O discurso sobre o sexo passa então a ser mais uma exigência — com vantagens e desvantagens. Isso significa que as mulheres, de quem se exige que sejam bonitas e jovens (como bem representa o filme A substância), agora também precisam se preocupar em exibir um discurso (e uma prática) sobre o sexo segundo critérios públicos, critérios aos quais se sentem constrangidas a adequar-se, e não raras vezes a fingir adequação. O sexo tornou-se uma identidade, uma máscara que é preciso exibir para parecer cool (ou para não ser confundido com conservadores). A questão que se coloca então é a seguinte: como diferenciar o discurso livre sobre o sexo do discurso simplesmente fingido? Se consideramos que não existe fingimento e que todo o discurso sobre o sexo é expressão espontânea de liberdade, liberdade manifesta por mulheres empoderadas por ouvir o discurso de outras mulheres falando livremente sobre sexo, isso quer dizer que não entendemos o significado do sexo como identidade, isto é, que não admitimos a possibilidade de que ele seja performance feita para os outros.
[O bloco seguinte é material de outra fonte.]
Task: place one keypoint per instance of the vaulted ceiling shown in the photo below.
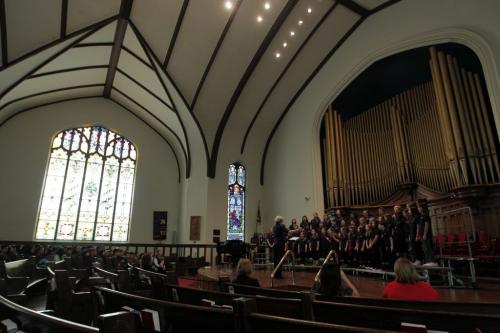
(236, 63)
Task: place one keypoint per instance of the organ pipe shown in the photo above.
(436, 134)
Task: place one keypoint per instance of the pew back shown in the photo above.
(248, 321)
(29, 320)
(391, 318)
(174, 317)
(462, 307)
(298, 308)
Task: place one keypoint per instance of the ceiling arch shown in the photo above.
(238, 63)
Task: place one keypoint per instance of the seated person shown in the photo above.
(243, 271)
(330, 283)
(408, 284)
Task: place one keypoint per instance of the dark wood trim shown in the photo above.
(311, 77)
(301, 89)
(49, 92)
(136, 56)
(214, 53)
(121, 29)
(282, 74)
(145, 89)
(176, 33)
(383, 6)
(49, 322)
(287, 9)
(355, 7)
(155, 117)
(92, 28)
(150, 54)
(36, 68)
(98, 96)
(65, 70)
(157, 132)
(64, 17)
(3, 31)
(45, 104)
(94, 44)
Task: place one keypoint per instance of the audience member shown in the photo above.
(330, 284)
(243, 272)
(408, 284)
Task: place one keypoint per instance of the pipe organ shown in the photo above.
(437, 135)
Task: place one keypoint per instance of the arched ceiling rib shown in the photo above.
(80, 69)
(222, 64)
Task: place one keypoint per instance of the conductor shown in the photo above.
(280, 235)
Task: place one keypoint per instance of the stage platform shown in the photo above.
(368, 286)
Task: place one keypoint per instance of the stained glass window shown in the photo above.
(236, 202)
(88, 188)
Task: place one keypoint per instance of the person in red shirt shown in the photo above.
(408, 284)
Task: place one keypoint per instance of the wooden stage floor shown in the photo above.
(488, 291)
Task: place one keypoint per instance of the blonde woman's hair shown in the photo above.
(244, 267)
(405, 271)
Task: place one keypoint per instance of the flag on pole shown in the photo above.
(258, 213)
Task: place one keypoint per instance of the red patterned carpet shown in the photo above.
(488, 290)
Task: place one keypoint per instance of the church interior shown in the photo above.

“Pau menor” é, na certa, a versão politicamente correta do “pau pequeno”

Se o discurso público sobre o sexo é libertador e empoderador, como nos faz crer a profusão de declarações de famosas (ativistas) a expor a sua vida sexual a fim de empoderar outras mulheres, então qualquer viés crítico é inimigo da liberdade feminina e concorre para manter o status quo — trabalha assim em nome do patriarcado.

Mas e se esses discursos mesclam indistintamente autenticidade e inautenticidade? Quando não podemos distinguir a expressão livre de uma vontade antes reprimida de uma mera resposta a uma exigência social de aceitação e pertencimento, como podemos estar certos de que o falar sobre o sexo é expressão de liberdade, ao invés de uma forma mais insidiosa de subordinação? Numa sociedade onde a liberdade é exibida como troféu, como podemos estar certos de que as pessoas não estão meramente ostentando discursos fictícios a fim corresponder a expectativas sociais, a fim de serem validadas?

A cultura pop não lida com essas questões por uma razão muito simples: qualquer suspeita lançada contra a massificação dos discursos sobre a sexualidade compromete o papel dos influenciadores e empoderadores que integram os circuitos que alimentam esses discursos. Qualquer reflexividade erode a força supostamente empoderadora desses agentes e da identidade que eles oferecem ao mercado simbólico (capitalismo cultural).

A pretensão de naturalizar o sexo por meio da cultura pop cria o fenômeno que eu chamo de rumo ao explícito, que é uma tendência a trazer para o discurso público o que antes estava ou simplesmente interdito, ou restrito a esfera privada. Uma espécie de vulgarização deliberada com o propósito de forçar o sexo a ser um assunto inescapável, incontornável, a fim de que assim o tema possa ser naturalizado. Há uma gradativa tendência a remover os véus, como se o objetivo fosse ao final simplesmente exibi-lo como coisa explícita. Esse fenômeno é pretensamente uma resposta política ao conservadorismo, aquele que celebra mulheres recatadas e do lar, mulheres cuja vida sexual consiste simplesmente em comprazer a seus machos, ou que condena qualquer manifestação de sexualidades periféricas. A pretensão a naturalizar o sexo, a afastar a vergonha e os tabus ao seu redor é inteiramente louvável, mas a ausência de crítica e reflexão sobre as consequências que podem resultar dos esforços de naturalização contribui para invisibilizar efeitos nocivos e esterilizar alternativas emancipatórias.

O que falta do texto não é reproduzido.